Hidden Door is certainly proof in the pudding of that worldview. Its target customer is “somebody who reads a book or watches a movie and just keeps thinking about it.” The platform provides those customers the ability to engage with their “beloved characters and worlds” in ways that are “totally up to” the users and their friends. The platform has more in common with role-playing games like Dungeons & Dragons, and the “infinite” aspect of the platform is that consumers can invent and imagine their own stories.
The offering contrasts starkly with Netflix Games, which seeks to take advantage of fandom for its IP (and others, like Paramount’s Teenage Mutant Ninja Turtles) via mobile games “without ads, in-app purchases, or extra fees.” Gaming studios both acquired by or partnering with Netflix imagine new mobile games around their IP.
Hidden Door’s is fan-imagined, fan-driven and faster-to-market because of AI. Questions around Netflix’s gaming strategy are starting to grow, as The Wall Street Journal’s Jessica Toonkel reported earlier this month, and Hidden Door seems poised to raise more of those questions.

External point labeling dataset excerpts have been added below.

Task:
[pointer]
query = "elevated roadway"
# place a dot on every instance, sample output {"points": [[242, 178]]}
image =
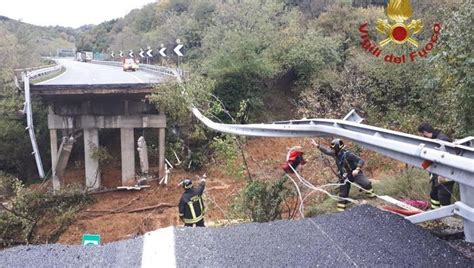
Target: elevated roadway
{"points": [[95, 74]]}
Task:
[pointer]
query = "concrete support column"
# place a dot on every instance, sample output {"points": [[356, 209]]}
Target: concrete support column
{"points": [[467, 192], [161, 152], [91, 143], [53, 136], [128, 155]]}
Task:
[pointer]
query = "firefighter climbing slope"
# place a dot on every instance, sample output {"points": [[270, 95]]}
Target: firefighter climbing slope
{"points": [[441, 188], [191, 205], [349, 167]]}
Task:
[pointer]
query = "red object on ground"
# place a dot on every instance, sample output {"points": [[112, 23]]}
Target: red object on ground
{"points": [[295, 158]]}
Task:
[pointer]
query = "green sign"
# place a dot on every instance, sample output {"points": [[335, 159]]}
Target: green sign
{"points": [[90, 239]]}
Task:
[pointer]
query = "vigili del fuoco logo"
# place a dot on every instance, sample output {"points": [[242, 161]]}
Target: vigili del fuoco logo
{"points": [[398, 30]]}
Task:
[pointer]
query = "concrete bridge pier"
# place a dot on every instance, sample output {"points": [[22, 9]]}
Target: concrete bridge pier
{"points": [[53, 136], [128, 155], [91, 160], [91, 108]]}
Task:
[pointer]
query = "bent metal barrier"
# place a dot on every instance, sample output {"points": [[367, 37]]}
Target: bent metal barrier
{"points": [[451, 160], [26, 76]]}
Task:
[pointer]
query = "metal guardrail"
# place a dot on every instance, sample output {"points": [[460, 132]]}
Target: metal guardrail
{"points": [[44, 72], [25, 76], [450, 160], [146, 67]]}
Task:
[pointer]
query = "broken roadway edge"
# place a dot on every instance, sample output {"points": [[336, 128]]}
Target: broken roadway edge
{"points": [[363, 236]]}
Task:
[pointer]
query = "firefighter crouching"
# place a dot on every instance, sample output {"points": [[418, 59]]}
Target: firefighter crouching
{"points": [[349, 167], [191, 205]]}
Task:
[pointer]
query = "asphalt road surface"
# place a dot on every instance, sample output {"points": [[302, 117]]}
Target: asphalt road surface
{"points": [[88, 73], [362, 237]]}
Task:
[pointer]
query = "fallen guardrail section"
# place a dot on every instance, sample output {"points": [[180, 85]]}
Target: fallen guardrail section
{"points": [[451, 160], [26, 75]]}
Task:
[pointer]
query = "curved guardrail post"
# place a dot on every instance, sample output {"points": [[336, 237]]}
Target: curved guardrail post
{"points": [[450, 160], [30, 126]]}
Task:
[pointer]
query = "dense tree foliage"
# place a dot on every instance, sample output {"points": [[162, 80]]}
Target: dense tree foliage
{"points": [[18, 48], [275, 59]]}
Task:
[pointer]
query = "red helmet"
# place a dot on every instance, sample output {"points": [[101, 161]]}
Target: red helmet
{"points": [[337, 144]]}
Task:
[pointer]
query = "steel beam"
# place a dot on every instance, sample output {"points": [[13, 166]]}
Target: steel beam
{"points": [[401, 146], [450, 160]]}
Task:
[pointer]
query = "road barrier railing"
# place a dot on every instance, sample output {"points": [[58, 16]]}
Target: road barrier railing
{"points": [[451, 160]]}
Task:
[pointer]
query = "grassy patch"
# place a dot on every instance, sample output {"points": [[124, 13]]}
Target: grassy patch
{"points": [[411, 183], [31, 216]]}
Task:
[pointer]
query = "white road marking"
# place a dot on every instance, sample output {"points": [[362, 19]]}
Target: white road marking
{"points": [[158, 248], [56, 77], [138, 79]]}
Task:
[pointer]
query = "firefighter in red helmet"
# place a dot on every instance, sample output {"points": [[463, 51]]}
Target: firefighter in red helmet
{"points": [[349, 167]]}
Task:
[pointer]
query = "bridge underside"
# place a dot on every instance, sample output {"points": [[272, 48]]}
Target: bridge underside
{"points": [[90, 108]]}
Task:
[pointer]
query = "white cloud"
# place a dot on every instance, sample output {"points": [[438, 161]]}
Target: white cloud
{"points": [[68, 13]]}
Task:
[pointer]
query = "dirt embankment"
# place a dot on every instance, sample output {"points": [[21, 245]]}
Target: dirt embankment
{"points": [[123, 214]]}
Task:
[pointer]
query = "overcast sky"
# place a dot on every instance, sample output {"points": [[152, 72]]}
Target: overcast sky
{"points": [[71, 13]]}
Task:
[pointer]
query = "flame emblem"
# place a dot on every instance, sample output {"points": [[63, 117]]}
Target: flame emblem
{"points": [[399, 11]]}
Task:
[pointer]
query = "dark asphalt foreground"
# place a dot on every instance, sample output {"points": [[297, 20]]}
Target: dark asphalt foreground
{"points": [[125, 253], [363, 236]]}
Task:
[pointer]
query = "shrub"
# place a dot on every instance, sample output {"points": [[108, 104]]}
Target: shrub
{"points": [[29, 210], [261, 201]]}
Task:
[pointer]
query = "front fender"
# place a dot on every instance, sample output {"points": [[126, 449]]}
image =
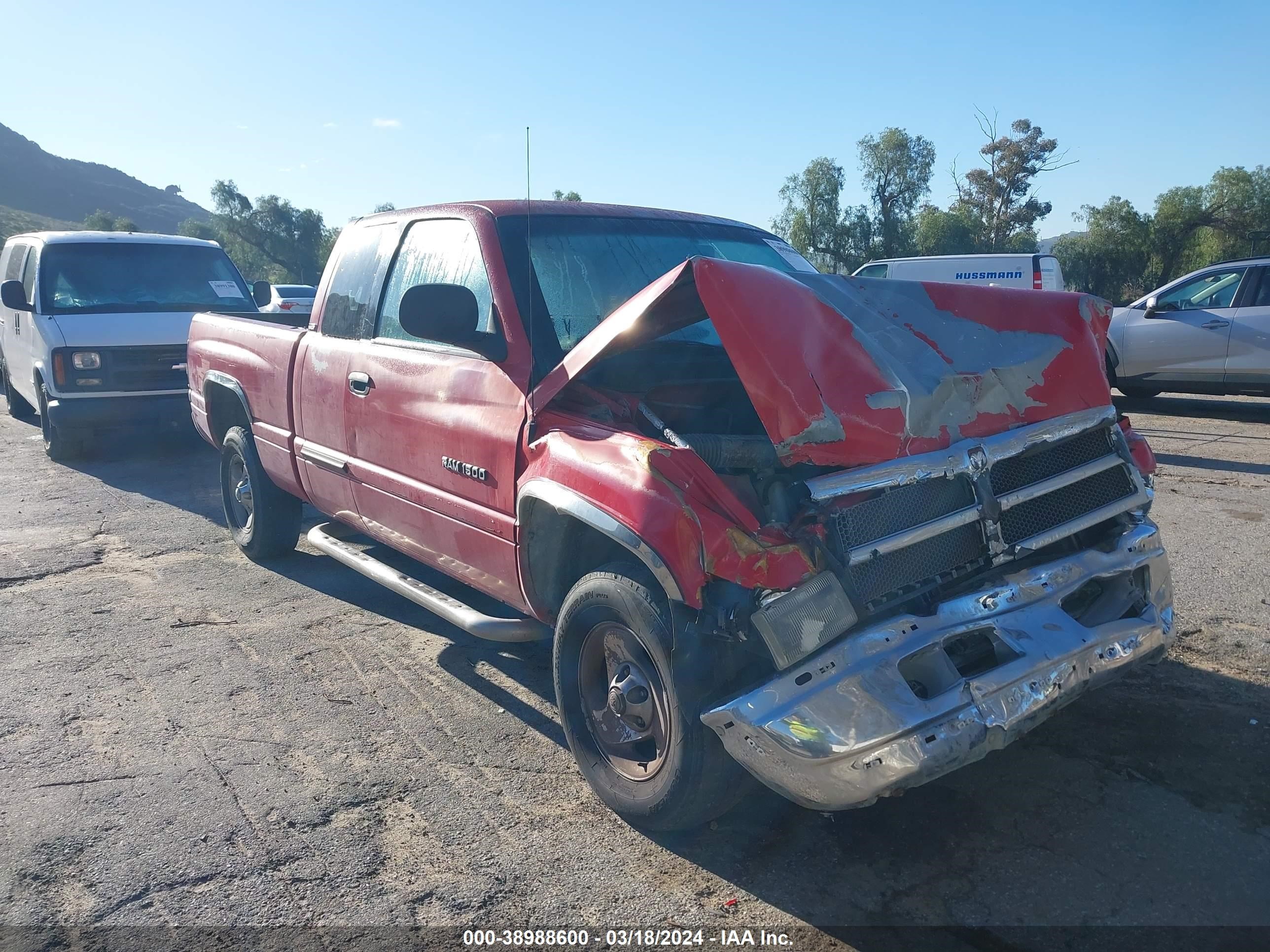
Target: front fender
{"points": [[665, 506]]}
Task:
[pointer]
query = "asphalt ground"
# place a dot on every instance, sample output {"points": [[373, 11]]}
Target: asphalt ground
{"points": [[188, 739]]}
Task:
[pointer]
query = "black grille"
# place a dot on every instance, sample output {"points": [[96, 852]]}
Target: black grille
{"points": [[1019, 471], [949, 558], [898, 510], [144, 367], [911, 570], [1053, 510]]}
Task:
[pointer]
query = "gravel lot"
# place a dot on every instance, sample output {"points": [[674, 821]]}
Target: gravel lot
{"points": [[188, 738]]}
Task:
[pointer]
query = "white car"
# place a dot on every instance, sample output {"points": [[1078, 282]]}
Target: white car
{"points": [[1006, 271], [289, 299], [1205, 333], [94, 328]]}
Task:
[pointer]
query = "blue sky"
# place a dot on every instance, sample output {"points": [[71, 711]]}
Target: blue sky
{"points": [[702, 107]]}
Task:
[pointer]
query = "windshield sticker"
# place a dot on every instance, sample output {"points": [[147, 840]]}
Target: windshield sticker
{"points": [[225, 289], [793, 258]]}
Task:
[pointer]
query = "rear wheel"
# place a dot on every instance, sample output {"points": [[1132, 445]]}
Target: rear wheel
{"points": [[61, 443], [18, 408], [263, 519], [632, 724]]}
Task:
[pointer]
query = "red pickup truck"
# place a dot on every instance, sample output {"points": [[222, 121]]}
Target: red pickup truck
{"points": [[846, 534]]}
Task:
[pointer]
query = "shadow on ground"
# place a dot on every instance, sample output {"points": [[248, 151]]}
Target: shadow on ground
{"points": [[1235, 410], [176, 468]]}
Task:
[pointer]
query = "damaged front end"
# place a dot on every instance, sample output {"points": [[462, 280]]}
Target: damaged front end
{"points": [[1024, 569], [915, 502]]}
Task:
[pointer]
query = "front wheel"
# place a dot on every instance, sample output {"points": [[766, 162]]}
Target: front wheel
{"points": [[633, 726], [14, 403], [61, 444], [263, 519]]}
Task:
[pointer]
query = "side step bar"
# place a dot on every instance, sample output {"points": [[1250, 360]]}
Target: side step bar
{"points": [[331, 539]]}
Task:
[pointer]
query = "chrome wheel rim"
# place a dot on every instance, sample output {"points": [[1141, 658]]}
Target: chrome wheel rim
{"points": [[624, 700], [239, 484]]}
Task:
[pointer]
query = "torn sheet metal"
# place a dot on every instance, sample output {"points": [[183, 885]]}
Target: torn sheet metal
{"points": [[852, 371]]}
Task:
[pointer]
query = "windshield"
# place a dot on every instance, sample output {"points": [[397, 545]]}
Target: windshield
{"points": [[130, 277], [585, 268]]}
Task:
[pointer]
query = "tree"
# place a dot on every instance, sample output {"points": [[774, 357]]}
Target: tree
{"points": [[897, 174], [272, 237], [813, 221], [102, 220], [1001, 196], [944, 233], [1110, 258]]}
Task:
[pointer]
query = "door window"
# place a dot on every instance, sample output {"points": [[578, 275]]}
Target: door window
{"points": [[350, 307], [13, 270], [28, 277], [437, 252], [1263, 299], [1205, 292]]}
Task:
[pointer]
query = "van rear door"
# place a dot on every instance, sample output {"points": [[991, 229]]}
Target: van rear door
{"points": [[1047, 273]]}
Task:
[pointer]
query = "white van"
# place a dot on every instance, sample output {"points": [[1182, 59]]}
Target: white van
{"points": [[1035, 272], [94, 328]]}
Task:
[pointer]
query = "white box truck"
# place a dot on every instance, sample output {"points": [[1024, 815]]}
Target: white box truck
{"points": [[1017, 271]]}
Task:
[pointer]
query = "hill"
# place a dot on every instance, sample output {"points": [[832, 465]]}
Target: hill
{"points": [[36, 182], [13, 223], [1047, 245]]}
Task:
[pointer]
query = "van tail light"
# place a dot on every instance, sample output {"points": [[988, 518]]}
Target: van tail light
{"points": [[1139, 448]]}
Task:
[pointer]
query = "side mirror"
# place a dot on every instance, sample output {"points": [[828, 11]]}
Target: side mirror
{"points": [[448, 314], [13, 296]]}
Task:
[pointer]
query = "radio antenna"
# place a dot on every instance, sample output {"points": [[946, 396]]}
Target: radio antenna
{"points": [[529, 254]]}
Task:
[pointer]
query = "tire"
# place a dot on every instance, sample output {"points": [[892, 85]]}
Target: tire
{"points": [[263, 519], [61, 443], [678, 776], [17, 406]]}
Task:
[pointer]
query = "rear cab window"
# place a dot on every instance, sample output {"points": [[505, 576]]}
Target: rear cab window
{"points": [[436, 252], [349, 307]]}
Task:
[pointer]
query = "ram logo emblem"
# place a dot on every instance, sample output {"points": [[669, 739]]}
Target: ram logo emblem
{"points": [[473, 473]]}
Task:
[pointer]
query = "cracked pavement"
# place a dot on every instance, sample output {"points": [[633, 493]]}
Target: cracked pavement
{"points": [[193, 739]]}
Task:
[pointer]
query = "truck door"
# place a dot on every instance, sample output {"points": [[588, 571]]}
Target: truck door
{"points": [[435, 428], [323, 366], [1187, 338], [1247, 364]]}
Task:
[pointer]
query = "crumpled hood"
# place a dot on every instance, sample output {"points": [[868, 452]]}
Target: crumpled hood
{"points": [[854, 371]]}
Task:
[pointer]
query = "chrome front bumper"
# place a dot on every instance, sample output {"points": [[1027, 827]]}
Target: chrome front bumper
{"points": [[844, 728]]}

I also spoke with a senior executive at one of the European gaming studio partners for Netflix. He noted that community was a key offering missing from Netflix games, but he was bullish on Netflix’s gaming roadmap and believes we will see community and other common features in gaming, soon.
Last, I highly recommend this talk on The Age of AI Hardware, Smartglasses & Spatial Computing from tech and gaming executive Cathy Hackl. It is an excellent encapsulation of how spatial computing is emerging as a new medium and why gaming is most valuable for understanding it. Keep your ears open for a shout-out to my last Medium Shift column—“Media Executives Covet Games, but Are Ill-Suited to Run Them”—towards the end.